Sahi müfettiş köylere nasıl gider, köylerdeki okulları nasıl dolaşır? Bu soruya verilebilecek kalıplaşmış bir cevap yok. Yalnız şöyle denilebilir: Her türlü ulaşım aracını kullanmak mümkündür. Ben de bu soruya cevap bulmak amacıyla, başladım bugüne kadar gittiğim köy, mezra ve oba okullarını dolaşmaya ve bindiğim ulaşım araçlarını gözden geçirmeye. (Yalnız önce, teftiş ya da inceleme-soruşturma yapmak için gidilecek köyleri, mezraları, obaları bilmek gerek. Eğer bilmiyorsanız, geçen yıl o bölgelere bakan arkadaşlarınızdan, nasıl, hangi arabayla, nereden gidebileceğiniz hakkında bilgi edinebilirsiniz. Diğer bir yol ise, il haritanızı açıp, hangi köylere, nasıl gidilebileceğini anlamaya çalışırsınız. Bu yolla da bilgi edinemezseniz, o yerleşim biriminin bağlı olduğu ilçeye gider, oradan bilgi toplarsınız. Bu arada konuyla ilgisi bakımından tanık olduğumuz bir olayı anlatmadan geçemeyeceğim: Öğretmen olan oğlunu görmek için gelen bir baba, oğlunun çalıştığı köye nasıl gidilebileceğini bir polise sorar. Polis de, ilin bütün köylerini bilse bilse İlköğretim Müfettişleri bilir, çünkü onlar bütün köyleri geziyorlar, diyerek baba ile birlikte Öğretmenevine gelir. Öğretmenevinde, üç-dört müfettiş arkadaş bir masanın çevresinde oturuyorduk. Polis Bey yanımıza gelerek, köyü ve nasıl gidilebileceğini sordu. Niçin bize sorduğunu da söyledi. Hepimiz, polisin pratik zekasına hayran kalmıştık.) En uzak ilçemize gidecektik. Önce Elazığ’a gideceksiniz, dedi arkadaşlar. Elazığ’da ne işimiz olduğunu anlayamayınca, anlattılar: "Önce Elazığ’a gideceksiniz. Oradan da Hazar otobüsüne binip, otobüsün durduğu son köyde ineceksiniz. Oradan da yarım saat, kırkbeş dakika kadar yürüyüp, ilk köyünüze ulaşacaksınız. Öğretmenin adı Erol. Erol Beyi bulduktan sonra gerisi kolay. O, gerekeni yapar."dediler.
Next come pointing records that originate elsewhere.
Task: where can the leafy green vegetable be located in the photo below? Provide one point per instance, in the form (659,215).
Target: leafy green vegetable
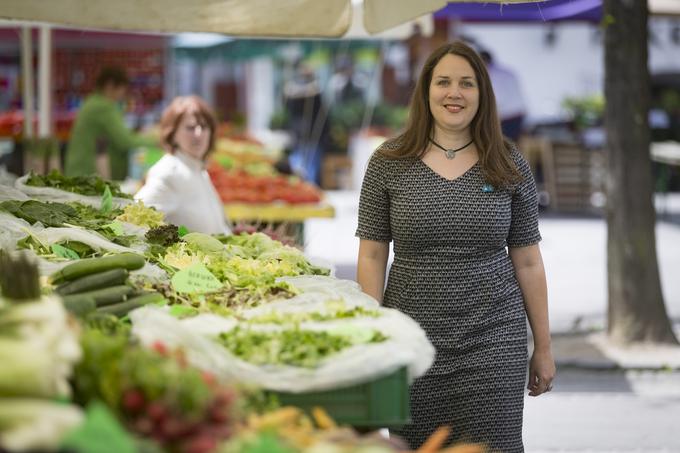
(64,252)
(139,214)
(92,185)
(32,211)
(107,200)
(295,347)
(274,317)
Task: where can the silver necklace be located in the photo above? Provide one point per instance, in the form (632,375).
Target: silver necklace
(451,153)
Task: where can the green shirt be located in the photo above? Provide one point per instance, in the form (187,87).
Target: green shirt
(100,123)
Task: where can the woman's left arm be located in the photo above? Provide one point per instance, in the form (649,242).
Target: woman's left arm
(530,273)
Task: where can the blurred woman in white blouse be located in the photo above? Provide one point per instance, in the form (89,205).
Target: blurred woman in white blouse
(179,185)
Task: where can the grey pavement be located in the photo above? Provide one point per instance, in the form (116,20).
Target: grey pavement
(574,253)
(605,398)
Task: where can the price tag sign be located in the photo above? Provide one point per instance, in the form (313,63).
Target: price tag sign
(64,252)
(116,227)
(195,279)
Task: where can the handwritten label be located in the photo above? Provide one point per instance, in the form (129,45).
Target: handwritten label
(64,252)
(107,200)
(195,279)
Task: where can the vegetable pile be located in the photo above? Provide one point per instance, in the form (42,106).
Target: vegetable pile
(84,185)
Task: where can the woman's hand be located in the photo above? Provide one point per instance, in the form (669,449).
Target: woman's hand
(541,372)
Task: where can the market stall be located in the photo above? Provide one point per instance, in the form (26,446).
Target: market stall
(185,341)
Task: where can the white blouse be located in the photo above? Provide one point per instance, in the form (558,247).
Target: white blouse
(179,186)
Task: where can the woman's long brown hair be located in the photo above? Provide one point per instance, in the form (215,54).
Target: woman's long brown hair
(493,149)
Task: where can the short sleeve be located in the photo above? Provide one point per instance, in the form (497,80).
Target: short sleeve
(524,207)
(374,202)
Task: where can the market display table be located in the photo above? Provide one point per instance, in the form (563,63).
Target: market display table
(381,403)
(291,217)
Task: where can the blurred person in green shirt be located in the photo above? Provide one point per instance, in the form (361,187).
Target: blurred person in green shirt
(100,126)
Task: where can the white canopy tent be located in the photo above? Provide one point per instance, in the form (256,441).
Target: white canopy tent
(281,18)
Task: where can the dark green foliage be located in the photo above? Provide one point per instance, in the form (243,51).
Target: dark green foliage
(84,185)
(19,278)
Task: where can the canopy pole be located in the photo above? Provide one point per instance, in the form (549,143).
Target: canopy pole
(45,82)
(27,82)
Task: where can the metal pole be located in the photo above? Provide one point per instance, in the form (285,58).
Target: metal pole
(45,82)
(28,94)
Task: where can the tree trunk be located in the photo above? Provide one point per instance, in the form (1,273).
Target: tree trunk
(636,307)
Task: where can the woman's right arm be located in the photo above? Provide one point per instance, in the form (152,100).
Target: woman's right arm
(371,267)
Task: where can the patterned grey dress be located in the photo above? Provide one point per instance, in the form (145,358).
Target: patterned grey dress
(452,274)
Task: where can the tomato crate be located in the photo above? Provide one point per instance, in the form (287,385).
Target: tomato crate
(380,403)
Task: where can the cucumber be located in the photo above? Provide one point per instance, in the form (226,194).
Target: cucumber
(124,308)
(88,266)
(95,281)
(80,306)
(108,296)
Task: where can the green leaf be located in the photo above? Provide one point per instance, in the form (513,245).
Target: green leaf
(107,202)
(100,433)
(116,227)
(195,279)
(64,252)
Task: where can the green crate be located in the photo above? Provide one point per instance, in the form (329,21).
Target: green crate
(381,403)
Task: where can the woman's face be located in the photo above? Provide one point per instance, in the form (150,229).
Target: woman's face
(192,136)
(454,94)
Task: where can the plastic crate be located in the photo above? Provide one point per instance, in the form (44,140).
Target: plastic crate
(381,403)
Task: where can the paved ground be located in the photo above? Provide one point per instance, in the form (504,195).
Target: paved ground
(605,412)
(574,252)
(599,404)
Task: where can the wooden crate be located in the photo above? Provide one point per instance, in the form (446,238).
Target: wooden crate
(572,176)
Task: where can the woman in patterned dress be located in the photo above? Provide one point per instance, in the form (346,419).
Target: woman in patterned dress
(459,202)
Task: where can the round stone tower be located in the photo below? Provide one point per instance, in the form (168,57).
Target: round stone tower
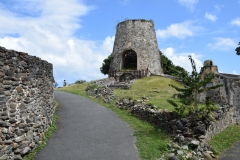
(135,47)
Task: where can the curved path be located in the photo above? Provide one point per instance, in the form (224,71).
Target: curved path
(88,131)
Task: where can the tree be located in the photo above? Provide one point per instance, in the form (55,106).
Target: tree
(106,65)
(193,87)
(238,49)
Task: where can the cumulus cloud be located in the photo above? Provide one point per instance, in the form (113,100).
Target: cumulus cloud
(223,44)
(236,21)
(188,3)
(211,17)
(49,35)
(178,30)
(181,59)
(234,72)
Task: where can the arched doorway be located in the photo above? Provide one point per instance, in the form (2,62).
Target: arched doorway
(129,60)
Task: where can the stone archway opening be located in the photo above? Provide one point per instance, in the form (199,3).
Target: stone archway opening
(130,60)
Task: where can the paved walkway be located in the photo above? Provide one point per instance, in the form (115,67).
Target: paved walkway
(88,131)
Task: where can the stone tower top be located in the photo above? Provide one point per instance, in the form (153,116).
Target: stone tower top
(135,47)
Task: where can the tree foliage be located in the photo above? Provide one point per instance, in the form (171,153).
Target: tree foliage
(189,95)
(238,49)
(106,65)
(169,68)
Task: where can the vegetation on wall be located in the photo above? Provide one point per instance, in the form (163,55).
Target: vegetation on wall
(169,68)
(189,95)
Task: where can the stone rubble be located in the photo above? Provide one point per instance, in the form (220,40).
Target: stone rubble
(188,134)
(26,102)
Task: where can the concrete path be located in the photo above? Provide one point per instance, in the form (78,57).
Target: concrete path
(88,131)
(232,154)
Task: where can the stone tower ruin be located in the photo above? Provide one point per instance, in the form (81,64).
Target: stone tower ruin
(135,47)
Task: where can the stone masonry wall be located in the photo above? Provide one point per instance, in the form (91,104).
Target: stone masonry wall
(26,102)
(139,36)
(228,100)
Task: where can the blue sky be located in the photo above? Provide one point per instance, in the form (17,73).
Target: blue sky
(76,35)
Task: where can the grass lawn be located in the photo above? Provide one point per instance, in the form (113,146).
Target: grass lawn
(152,142)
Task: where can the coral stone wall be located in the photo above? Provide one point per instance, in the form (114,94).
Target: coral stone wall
(228,100)
(140,37)
(26,102)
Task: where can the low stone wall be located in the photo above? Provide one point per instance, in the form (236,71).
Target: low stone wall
(26,102)
(228,100)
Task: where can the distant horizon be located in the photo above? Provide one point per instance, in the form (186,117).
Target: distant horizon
(76,36)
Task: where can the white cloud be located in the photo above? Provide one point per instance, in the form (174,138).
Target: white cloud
(236,21)
(234,72)
(219,7)
(188,3)
(49,36)
(124,2)
(182,59)
(211,17)
(223,44)
(178,30)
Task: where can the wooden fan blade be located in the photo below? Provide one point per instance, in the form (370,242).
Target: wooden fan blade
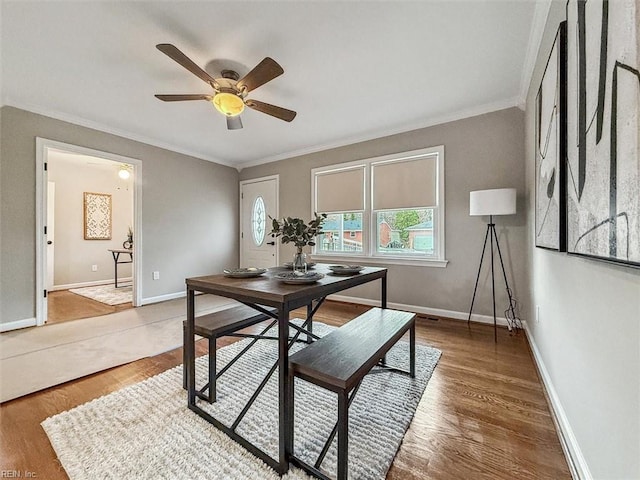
(234,123)
(265,71)
(172,52)
(278,112)
(180,98)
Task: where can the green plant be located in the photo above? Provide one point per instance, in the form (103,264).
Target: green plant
(296,231)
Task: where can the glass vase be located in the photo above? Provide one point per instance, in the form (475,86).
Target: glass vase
(300,261)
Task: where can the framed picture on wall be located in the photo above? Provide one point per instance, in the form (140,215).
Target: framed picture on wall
(551,145)
(603,95)
(97,216)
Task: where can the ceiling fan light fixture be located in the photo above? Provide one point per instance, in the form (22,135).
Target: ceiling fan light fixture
(228,104)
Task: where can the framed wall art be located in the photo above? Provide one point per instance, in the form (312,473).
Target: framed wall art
(551,142)
(97,216)
(603,99)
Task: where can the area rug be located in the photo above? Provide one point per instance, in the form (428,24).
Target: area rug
(106,293)
(146,431)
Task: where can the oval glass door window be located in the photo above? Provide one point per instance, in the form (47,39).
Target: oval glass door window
(258,221)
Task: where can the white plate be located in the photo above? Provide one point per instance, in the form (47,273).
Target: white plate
(289,265)
(346,269)
(243,272)
(294,279)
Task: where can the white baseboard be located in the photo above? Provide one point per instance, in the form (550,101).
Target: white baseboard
(577,463)
(16,324)
(94,283)
(424,310)
(163,298)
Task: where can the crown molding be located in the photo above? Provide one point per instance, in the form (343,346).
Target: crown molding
(432,121)
(540,15)
(83,122)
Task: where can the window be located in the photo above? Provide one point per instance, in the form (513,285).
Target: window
(388,207)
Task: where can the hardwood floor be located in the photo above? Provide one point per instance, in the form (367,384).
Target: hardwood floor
(483,414)
(63,306)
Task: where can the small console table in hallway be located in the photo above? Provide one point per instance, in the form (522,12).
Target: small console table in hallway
(116,260)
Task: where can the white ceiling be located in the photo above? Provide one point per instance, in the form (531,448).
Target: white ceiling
(353,70)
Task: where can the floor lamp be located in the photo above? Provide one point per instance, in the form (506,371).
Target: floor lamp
(499,201)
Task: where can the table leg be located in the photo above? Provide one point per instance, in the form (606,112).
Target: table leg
(310,321)
(115,267)
(284,421)
(383,293)
(190,347)
(383,304)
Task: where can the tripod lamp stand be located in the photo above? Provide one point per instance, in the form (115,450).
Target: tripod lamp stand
(500,201)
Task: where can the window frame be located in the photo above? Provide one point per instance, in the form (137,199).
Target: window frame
(369,225)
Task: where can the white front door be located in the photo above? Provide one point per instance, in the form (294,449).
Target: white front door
(51,231)
(258,202)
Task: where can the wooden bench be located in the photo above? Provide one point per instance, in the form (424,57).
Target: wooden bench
(213,326)
(339,362)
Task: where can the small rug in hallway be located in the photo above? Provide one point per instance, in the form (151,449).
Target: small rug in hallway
(108,294)
(146,431)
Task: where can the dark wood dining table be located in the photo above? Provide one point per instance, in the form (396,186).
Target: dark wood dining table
(267,291)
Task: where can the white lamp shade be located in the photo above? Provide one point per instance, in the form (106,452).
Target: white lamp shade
(498,201)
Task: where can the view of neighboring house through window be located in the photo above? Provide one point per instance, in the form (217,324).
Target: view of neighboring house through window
(387,207)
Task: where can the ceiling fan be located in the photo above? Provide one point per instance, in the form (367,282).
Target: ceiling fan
(229,93)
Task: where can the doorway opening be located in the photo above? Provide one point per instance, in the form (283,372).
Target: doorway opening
(88,220)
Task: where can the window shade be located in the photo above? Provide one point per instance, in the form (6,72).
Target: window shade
(340,191)
(405,183)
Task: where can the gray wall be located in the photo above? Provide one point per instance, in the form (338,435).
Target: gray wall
(588,335)
(189,209)
(73,255)
(480,152)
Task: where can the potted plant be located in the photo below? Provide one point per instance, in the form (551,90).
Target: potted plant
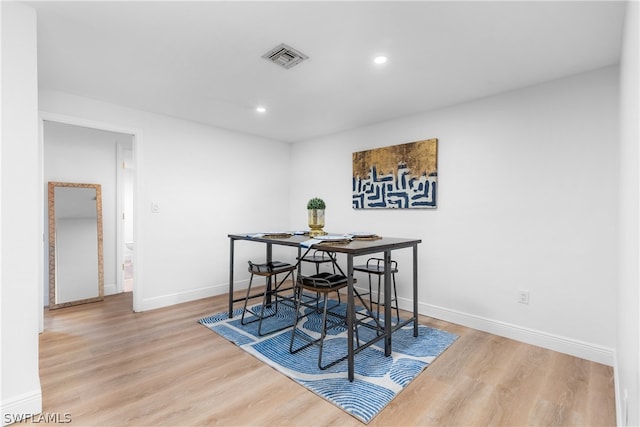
(315,208)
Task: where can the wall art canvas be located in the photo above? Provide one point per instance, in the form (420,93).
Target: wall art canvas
(401,176)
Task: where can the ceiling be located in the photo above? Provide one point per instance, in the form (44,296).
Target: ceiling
(202,61)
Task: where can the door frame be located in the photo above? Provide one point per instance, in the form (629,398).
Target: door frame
(137,155)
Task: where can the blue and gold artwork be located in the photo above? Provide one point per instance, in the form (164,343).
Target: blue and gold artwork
(401,176)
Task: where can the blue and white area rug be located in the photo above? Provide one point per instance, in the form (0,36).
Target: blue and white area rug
(378,379)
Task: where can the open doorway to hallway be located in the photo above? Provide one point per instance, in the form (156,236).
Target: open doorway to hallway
(83,154)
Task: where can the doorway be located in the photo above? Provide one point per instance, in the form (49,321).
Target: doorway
(77,150)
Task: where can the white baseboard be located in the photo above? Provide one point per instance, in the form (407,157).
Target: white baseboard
(192,295)
(583,350)
(110,289)
(20,407)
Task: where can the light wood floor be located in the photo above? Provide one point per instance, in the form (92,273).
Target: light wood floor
(105,365)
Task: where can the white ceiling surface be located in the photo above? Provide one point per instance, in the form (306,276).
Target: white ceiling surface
(202,61)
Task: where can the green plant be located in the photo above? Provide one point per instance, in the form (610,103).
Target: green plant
(316,203)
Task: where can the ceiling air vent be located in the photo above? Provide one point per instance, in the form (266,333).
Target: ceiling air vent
(285,56)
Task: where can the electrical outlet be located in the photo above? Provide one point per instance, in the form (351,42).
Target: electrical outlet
(523,297)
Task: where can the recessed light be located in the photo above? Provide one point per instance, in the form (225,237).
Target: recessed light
(380,59)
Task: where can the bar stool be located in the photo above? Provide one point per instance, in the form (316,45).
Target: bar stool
(320,257)
(321,284)
(272,288)
(375,266)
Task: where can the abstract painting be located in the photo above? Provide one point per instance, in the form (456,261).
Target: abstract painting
(401,176)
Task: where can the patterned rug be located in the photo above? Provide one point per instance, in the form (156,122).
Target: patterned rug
(378,379)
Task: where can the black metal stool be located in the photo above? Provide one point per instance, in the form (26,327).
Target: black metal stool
(321,284)
(272,289)
(375,266)
(320,257)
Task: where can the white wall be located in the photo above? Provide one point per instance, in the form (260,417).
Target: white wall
(79,280)
(207,183)
(20,225)
(527,200)
(628,326)
(84,155)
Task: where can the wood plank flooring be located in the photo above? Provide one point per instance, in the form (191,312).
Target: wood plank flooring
(104,365)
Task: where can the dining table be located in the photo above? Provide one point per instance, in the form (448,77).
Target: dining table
(351,246)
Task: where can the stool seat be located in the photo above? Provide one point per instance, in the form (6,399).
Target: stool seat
(272,288)
(320,257)
(375,266)
(322,284)
(374,269)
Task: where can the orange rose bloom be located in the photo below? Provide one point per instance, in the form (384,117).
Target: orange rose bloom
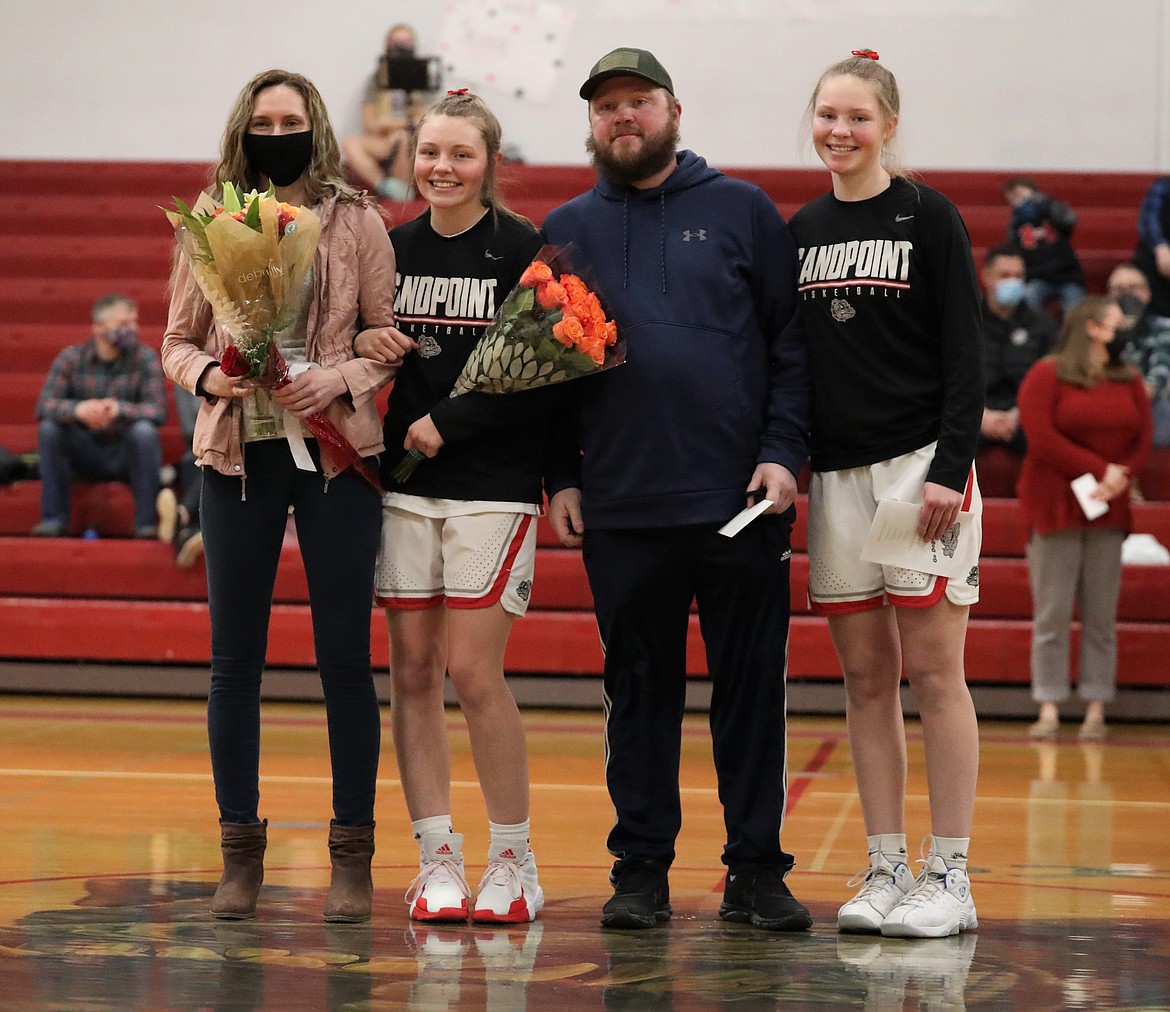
(568,330)
(535,274)
(551,294)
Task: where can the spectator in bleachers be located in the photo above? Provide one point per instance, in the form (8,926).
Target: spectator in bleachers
(1153,252)
(178,521)
(98,417)
(1014,337)
(1147,342)
(1084,411)
(1041,227)
(383,156)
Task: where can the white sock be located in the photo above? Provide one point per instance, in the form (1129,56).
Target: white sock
(892,847)
(508,842)
(952,849)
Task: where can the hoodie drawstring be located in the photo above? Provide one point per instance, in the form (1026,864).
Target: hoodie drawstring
(625,240)
(662,236)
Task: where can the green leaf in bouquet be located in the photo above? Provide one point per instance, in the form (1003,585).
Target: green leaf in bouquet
(573,363)
(525,300)
(549,350)
(252,219)
(231,198)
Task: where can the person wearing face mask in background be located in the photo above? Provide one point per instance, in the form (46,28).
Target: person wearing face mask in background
(280,132)
(1084,412)
(1041,228)
(1144,338)
(382,156)
(1014,337)
(98,415)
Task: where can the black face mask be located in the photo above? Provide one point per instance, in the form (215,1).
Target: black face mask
(281,157)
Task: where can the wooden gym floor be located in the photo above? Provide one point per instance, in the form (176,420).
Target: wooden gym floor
(109,854)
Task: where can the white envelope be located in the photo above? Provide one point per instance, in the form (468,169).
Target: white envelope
(1084,488)
(894,541)
(744,517)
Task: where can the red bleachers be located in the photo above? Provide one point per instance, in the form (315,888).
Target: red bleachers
(70,232)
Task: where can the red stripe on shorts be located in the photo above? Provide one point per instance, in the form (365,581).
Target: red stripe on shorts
(496,590)
(940,587)
(407,604)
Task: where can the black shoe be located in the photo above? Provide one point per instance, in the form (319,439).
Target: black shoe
(188,546)
(756,894)
(641,895)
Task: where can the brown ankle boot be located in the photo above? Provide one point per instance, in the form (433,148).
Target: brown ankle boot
(351,887)
(243,846)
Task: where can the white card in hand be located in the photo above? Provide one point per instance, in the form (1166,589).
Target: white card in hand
(1084,488)
(744,517)
(894,541)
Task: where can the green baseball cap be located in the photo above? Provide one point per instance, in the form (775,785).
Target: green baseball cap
(626,63)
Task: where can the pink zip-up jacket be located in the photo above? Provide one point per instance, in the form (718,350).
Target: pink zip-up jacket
(353,275)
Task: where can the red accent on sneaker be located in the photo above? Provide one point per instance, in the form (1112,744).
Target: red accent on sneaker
(419,911)
(517,914)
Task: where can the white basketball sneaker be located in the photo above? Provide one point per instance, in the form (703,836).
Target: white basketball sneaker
(885,886)
(440,890)
(509,892)
(940,904)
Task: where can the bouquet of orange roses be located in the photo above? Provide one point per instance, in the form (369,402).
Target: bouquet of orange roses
(252,256)
(550,329)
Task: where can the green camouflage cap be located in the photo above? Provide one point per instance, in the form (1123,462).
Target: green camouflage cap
(626,62)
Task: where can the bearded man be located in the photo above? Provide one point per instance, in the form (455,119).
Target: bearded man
(708,415)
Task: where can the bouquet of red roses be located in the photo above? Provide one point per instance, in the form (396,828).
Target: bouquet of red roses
(550,329)
(252,256)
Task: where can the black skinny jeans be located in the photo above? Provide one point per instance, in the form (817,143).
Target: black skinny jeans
(338,528)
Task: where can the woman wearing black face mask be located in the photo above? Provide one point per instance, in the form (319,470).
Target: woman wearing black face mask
(279,132)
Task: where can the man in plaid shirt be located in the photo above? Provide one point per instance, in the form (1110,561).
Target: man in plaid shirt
(98,417)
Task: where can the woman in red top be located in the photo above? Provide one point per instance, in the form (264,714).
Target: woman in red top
(1082,411)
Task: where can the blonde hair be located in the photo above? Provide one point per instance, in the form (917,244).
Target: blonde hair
(324,176)
(466,105)
(1072,352)
(885,89)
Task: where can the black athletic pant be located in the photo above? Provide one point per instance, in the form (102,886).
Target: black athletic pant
(644,582)
(338,529)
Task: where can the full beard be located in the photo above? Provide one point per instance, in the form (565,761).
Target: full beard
(656,152)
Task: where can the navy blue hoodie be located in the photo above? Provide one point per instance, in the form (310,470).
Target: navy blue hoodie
(700,275)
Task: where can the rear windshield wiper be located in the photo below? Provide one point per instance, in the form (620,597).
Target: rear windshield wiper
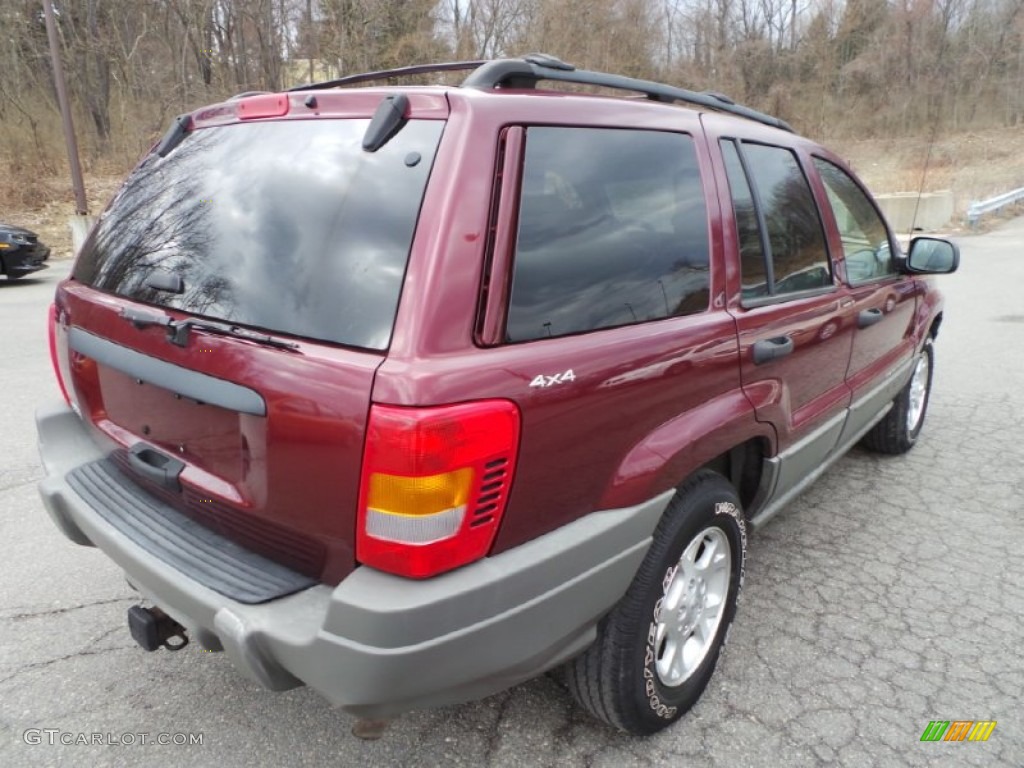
(177,331)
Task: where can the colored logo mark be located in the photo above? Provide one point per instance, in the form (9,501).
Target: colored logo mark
(958,730)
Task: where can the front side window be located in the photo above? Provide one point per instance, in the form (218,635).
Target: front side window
(612,231)
(865,240)
(792,239)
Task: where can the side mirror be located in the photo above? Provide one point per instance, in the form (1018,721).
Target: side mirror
(932,256)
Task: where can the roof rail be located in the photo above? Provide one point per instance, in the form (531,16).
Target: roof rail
(367,77)
(529,70)
(526,72)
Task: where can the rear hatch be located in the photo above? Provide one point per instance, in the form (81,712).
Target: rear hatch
(229,310)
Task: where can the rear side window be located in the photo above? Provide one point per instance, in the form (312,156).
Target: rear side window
(287,225)
(612,231)
(792,240)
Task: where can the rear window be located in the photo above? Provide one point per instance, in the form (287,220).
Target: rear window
(612,231)
(288,226)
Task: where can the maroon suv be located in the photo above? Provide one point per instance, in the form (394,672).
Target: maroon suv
(413,393)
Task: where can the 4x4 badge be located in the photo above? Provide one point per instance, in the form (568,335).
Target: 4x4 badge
(547,381)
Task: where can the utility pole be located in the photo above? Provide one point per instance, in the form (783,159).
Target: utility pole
(81,206)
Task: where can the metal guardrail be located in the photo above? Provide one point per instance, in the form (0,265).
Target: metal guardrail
(978,209)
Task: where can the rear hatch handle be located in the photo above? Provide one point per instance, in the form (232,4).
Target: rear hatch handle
(156,466)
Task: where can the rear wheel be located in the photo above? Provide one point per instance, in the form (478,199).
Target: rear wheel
(898,430)
(656,650)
Hafta başı toplantısından sonra, dolmuşla garajlara geliyoruz. Otobüse binip, şehirlerarası seyahate başlıyoruz. Arkadaşım Güneydoğuda benden eski. Her ne kadar bilinmeyene doğru gidiyorsam da, buraları benden daha çok bilen biri var, yanımda. Az da olsa rahatım bu nedenle. Otobüs, il sınırını terk edene kadar, yer yer kestiriyor, yer yer konuşuyorum. Komşu ilin sınırlarına girdikten sonra, tüm dikkatimi çevredeki güzellikleri seyre veriyorum. Hazar Gölünü, çevresindeki ormanları, gölle ormanın, sularla ağaçların kucaklaşmasını görüyor, yine bir bahar günü bu gölün kenarından trenle geçişimizi, kendimizi suyun üzerinde yürür hissettiğimizi; hele bir kış günü bir Ankara yolculuğumda, gölün bembeyaz bir gümüşle dolduğunu, ayın bu güzelliği gökyüzünden sessizce seyrettiğini görüyor ve gölde kaybolduğumu, hatırlıyorum. (Bundan sonra, Ankara’ya her gidiş-gelişimde, biletimi göl taraftan almaya dikkat ediyorum.) Bu esriklik, bu güzelliğin verdiği sarhoşluk, sular bitene kadar sürüyor ve kendime geliyorum. Artık sadece çevreyi seyretmeyip, biraz da karşılaşacağımız belirsizlikleri düşünüyorum. Sonuçta huzurum kalmıyor tabii. Kalmayan huzurumla iniyoruz otobüsten ve doğruca Öğretmenevine gidiyoruz. İşte ilk şehirlerarası otobüsle seyahatimiz böyle gerçekleşti. Bir kez de soruşturma için geldim bu bölgeye şehirlerarası otobüsle. (Yine aynı heyecanı, aynı güzellikleri, aynı duyguları yaşadım yeniden. Bundan sonra birçok kez şehirlerarası otobüsle diğer ilçelerimize gidip geldim de, hiç birisinde bu havayı bulamadım.)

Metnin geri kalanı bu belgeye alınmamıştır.